Toshifumi Yokota, professor of medical genetics at the University of Alberta, and the Yokota Lab are working to advance techniques to help patients with genetic disorders.
For Yokota, the path from a childhood in northern Japan to an innovator holding the position as research chair in muscular dystrophy at the U of A has been marked by personal inspiration, international collaboration, and a determination to change the treatment landscape for genetic diseases. Yokota attributes their initial interest in medical research to the doctor who helped their mother after she suffered from a subarachnoid hematoma during Yokota’s childhood.
“At that time, the doctors used cutting-edge techniques like magnetic resonance imaging (MRI) and brain surgery,” according to Yokota. “They saved my mother’s life.”
Years later, while pursuing a PhD at the University of Tokyo, Yokota gravitated toward genetics and eventually muscular dystrophy research. This focus took Yokota from Japan to Imperial College London for postdoctoral training, where they began working with antisense oligonucleotides — small DNA-like molecules that can modify gene expression.

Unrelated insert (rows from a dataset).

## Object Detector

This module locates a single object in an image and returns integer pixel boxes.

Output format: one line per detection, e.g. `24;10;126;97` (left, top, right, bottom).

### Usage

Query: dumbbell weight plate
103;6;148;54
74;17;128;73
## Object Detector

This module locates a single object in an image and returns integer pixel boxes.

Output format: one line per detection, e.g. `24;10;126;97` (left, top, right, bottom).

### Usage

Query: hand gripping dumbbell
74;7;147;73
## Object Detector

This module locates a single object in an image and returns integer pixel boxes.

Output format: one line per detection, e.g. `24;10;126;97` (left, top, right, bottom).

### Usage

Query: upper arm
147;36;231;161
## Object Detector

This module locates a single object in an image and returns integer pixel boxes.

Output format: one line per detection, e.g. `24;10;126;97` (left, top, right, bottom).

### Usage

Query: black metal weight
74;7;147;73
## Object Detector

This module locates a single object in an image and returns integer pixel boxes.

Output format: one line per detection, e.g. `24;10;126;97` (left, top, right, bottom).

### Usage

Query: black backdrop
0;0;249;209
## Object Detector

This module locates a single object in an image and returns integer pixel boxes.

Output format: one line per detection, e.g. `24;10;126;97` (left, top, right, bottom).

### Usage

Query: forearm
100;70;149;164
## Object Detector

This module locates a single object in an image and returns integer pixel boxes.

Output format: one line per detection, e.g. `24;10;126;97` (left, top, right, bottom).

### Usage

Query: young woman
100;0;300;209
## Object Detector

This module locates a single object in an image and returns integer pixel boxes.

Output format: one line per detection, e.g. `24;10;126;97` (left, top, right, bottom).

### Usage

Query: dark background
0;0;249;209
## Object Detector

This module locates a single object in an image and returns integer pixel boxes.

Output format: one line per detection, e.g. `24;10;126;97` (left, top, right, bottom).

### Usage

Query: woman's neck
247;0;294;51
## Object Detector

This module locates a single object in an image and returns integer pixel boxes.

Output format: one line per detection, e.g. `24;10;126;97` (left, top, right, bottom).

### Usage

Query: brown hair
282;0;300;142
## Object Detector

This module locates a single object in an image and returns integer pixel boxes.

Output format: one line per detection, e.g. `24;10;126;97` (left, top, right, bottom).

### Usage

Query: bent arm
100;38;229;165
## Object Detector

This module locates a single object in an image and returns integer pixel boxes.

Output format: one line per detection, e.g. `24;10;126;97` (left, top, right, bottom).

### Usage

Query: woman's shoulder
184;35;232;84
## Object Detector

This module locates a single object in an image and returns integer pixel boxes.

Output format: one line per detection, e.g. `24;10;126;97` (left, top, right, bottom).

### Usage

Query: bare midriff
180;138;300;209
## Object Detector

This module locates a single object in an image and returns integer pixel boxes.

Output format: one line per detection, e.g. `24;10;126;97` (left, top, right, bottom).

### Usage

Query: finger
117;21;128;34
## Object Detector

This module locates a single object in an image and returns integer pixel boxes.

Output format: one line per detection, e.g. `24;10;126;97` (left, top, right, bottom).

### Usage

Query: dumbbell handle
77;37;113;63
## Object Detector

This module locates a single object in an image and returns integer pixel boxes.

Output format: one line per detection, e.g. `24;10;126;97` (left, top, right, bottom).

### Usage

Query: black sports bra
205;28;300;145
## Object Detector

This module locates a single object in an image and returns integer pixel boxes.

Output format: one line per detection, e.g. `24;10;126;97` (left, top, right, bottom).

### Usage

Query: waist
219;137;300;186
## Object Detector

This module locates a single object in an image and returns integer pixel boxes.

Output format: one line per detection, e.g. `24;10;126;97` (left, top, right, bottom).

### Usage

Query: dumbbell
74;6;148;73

The work continued when they moved with his professor to Washington, D.C., where they made a significant leap in their study. Yokota pioneered the use of antisense oligonucleotide, being “the first study to demonstrate the therapeutic effect in large animal models of severe animal models of Duchenne muscular dystrophy.” That research laid the foundation for a drug approved by the Food and Drug Administration (FDA) in 2020.
Despite such achievements, Yokota acknowledges a few challenges in their work, saying, “the difference of a non-treated group and treated group is quite small.”
“There’s no significant effect on the heart muscle at all. Delivery is the biggest challenge that we are working on.”
Yokota Lab works to expand the growing field of exon skipping
In 2011, Yokota accepted a faculty position at the U of A and became the Friends of Garrett Cumming Research & and Muscular Dystrophy Canada Endowed Research Chair — funded by local families, patient groups and Muscular Dystrophy Canada. Now, as a globally recognized leader in antisense therapy, Yokota and their team are working on getting more treatment groups to the clinical trial stage.
“We hope to further improve the effects [of treatments] using new technologies [and] start clinical trials in the next few years. We launched a new company to accelerate the development,” Yokota said.
Like most researchers, Yokota acknowledges that this won’t happen overnight, noting that FDA approval takes time. As Yokota described, their work was “published in 2009, [but] the drug developed based on that research was approved by the FDA in 2020.”
Still, they remain hopeful about developing another drug and securing FDA approval within the next several years. Exon skipping research, which once focused mainly on Duchenne muscular dystrophy (DMD), is now expanding to a broader range of neuromuscular and genetic diseases. Yokota stated that there are “more than 140 types of neuromuscular disorders” and thousands of untreatable genetic conditions, meaning that the potential applications are vast. So too are the resources required to realize such a goal.
Yokota’s lab at the U of A collaborates with international partners, including researchers in Japan and the United States, exchanging students and expertise across borders. While there are challenges with any project, Yokota remains enthusiastic.
“There are lots of exciting progress using complementary strengths of each institution. Lots of exciting things going on.”
As Yokota continues to push boundaries in genetic medicine, they remain focused on their original goal — creating effective treatments to help people.
“Antisense therapy and exon skipping can help people with these diseases and more in the future.”